3 lidangzzz 1 9/15/2025, 4:22:17 AM github.com ↗

Comments (1)

lidangzzz · 2h ago
We designed an adversarial attack method and used it to target more than 40 AI chatbots. The attack succeeded more than 90% of the time, including against ChatGPT, Claude, and Perplexity.

Github: https://github.com/lidangzzz/AIGuardPDF

The specific approach was to create PDFs that keep the original text but also randomly break that original text into small fragments, while randomly inserting many large blocks — from several times to dozens of times the amount — of other-topic text rendered in transparent white font. While preserving the PDF’s human readability, we tried to maximize the chance of misleading large language models.

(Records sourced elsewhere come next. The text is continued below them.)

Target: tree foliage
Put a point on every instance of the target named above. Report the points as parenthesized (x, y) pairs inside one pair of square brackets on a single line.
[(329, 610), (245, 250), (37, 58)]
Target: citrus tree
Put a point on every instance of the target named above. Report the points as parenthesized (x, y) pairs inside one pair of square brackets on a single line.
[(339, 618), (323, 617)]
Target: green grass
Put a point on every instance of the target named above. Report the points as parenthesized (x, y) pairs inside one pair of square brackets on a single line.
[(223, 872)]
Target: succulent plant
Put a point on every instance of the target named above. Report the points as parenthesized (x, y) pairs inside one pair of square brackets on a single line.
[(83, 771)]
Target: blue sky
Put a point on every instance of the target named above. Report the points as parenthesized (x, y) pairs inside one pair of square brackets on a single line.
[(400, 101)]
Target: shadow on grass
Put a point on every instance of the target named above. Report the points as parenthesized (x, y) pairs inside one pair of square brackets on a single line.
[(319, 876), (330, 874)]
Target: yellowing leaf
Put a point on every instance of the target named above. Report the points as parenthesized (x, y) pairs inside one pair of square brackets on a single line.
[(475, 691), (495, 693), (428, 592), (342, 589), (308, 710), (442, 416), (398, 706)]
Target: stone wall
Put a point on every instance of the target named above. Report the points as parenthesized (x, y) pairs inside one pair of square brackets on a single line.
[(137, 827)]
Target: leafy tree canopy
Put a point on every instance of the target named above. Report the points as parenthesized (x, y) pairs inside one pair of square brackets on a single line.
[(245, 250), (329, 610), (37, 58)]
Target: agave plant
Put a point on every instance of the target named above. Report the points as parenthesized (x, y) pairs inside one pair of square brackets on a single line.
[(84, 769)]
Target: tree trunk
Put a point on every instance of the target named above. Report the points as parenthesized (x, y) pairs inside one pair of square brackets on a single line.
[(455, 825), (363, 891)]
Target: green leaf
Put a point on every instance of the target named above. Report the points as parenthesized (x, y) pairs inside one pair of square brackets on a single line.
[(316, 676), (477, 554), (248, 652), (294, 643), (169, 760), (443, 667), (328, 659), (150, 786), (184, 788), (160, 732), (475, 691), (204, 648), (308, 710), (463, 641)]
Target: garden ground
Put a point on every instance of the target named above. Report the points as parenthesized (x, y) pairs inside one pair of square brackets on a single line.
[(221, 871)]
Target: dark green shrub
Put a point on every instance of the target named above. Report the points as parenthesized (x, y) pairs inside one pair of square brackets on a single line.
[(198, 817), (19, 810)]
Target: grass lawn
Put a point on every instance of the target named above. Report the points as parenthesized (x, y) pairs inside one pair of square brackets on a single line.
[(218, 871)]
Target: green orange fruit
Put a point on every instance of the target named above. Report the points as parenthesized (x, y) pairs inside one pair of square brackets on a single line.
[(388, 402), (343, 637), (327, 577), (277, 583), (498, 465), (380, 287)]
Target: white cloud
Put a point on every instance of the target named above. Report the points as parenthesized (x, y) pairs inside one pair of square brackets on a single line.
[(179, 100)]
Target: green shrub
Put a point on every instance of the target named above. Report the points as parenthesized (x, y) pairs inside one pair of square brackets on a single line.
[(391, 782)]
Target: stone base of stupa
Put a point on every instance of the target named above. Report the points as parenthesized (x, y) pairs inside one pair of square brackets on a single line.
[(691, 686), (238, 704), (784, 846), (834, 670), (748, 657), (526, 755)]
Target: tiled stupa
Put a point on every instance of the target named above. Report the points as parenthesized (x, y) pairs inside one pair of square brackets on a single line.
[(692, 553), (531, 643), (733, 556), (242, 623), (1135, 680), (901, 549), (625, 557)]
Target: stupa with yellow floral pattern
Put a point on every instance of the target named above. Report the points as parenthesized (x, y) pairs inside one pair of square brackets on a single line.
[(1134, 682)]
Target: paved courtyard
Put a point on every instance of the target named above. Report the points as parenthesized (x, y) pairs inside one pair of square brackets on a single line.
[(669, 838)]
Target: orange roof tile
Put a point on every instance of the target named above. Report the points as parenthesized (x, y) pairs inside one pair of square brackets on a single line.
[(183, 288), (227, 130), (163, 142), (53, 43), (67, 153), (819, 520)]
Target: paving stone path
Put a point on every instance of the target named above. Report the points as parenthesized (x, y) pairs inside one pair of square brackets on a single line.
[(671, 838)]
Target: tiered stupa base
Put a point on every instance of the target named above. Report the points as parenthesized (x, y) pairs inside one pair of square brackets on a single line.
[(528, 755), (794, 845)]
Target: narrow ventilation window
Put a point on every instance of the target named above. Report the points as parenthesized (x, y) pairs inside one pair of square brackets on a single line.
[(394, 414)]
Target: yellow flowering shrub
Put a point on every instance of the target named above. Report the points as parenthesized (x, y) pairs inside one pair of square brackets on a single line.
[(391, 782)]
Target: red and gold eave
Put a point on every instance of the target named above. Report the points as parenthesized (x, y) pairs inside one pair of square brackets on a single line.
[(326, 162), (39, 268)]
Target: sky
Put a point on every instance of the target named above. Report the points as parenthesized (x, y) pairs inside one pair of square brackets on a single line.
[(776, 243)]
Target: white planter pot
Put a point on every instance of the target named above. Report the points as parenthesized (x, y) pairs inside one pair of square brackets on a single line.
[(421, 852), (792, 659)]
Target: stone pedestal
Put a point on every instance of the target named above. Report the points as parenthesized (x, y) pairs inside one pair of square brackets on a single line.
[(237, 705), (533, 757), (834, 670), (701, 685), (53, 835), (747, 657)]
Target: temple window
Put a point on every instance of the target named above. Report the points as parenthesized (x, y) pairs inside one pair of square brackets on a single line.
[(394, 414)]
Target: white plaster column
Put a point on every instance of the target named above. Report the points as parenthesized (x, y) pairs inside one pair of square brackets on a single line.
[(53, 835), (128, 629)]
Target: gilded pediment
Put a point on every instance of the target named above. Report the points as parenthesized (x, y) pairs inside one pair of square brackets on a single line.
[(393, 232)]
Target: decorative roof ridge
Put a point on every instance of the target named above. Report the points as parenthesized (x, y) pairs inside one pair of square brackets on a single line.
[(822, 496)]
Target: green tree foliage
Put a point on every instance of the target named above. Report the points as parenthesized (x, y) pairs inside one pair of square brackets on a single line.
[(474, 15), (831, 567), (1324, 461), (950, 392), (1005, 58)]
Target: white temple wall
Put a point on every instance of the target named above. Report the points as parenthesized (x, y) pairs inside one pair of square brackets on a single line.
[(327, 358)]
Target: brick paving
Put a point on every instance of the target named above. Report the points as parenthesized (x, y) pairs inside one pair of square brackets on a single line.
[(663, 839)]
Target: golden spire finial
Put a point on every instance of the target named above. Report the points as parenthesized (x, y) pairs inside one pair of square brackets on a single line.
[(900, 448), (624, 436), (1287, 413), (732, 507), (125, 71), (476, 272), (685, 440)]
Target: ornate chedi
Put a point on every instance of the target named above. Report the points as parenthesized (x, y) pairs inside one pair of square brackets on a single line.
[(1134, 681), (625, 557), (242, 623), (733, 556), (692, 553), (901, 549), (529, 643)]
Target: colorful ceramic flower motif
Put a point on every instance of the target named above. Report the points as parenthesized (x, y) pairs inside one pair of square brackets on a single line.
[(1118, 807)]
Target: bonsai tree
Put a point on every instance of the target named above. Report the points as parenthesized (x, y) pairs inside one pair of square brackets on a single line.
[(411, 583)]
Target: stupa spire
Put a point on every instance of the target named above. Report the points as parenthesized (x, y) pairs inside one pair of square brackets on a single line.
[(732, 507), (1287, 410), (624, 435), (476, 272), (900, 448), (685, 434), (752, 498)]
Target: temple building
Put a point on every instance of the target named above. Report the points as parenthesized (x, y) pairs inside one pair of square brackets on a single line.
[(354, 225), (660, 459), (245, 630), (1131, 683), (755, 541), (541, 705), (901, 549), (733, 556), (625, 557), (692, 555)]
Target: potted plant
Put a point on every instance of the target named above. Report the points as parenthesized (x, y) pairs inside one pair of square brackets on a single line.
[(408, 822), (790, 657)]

The image below shows results from our experiments with Claude and ChatGPT. The PDF we uploaded was an introduction to hot dogs, while the interfering text was an introduction to AI. Both Claude and ChatGPT were, without exception, rendered nonfunctional.

Our test results show that the adversarial PDFs we generate can still be read normally by human users, yet successfully mislead many popular AI agents and chatbots (including ChatGPT, Claude, Perplexity, and others). After reading the uploaded PDFs, these systems were not only led to misidentify the document as being about a different subject, they were also unable to read or understand the original text. Our attack success rate exceeded 90%.

After reviewing Roy Lee’s Cluely, our team felt deeply concerned. The purpose of this experiment is to prompt scientists, engineers, educators, and security researchers in the AI community to seriously consider issues of AI safety and privacy. We hope to help define boundaries between humans and AI, and to protect the privacy and security of human documents, information, and intellectual property at minimal cost — drawing a boundary so humans can resist and refuse incursions by AI agents, crawlers, chatbots, and the like.

Our proposed adversarial method is not an optimal or final solution. After we published this method, commercial chatbots and AI agents may begin using OCR or hand-authoring many rules to filter out small fonts, transparent text, white text, and other noise — but that would greatly increase their cost of reading and understanding PDFs. Meanwhile, we will continue to invest time and effort into researching adversarial techniques for images, video, charts, tables, and other formats, to help individuals, companies, and institutions establish human sovereign zones that refuse AI intrusion.

We believe that, in an era when AI-enabled cheating tools are increasingly widespread — whether in exams and interviews or in protecting corporate files and intellectual-property privacy — our method can help humans defend information security. We also believe that defending information security is itself one of the most important topics in AI ethics.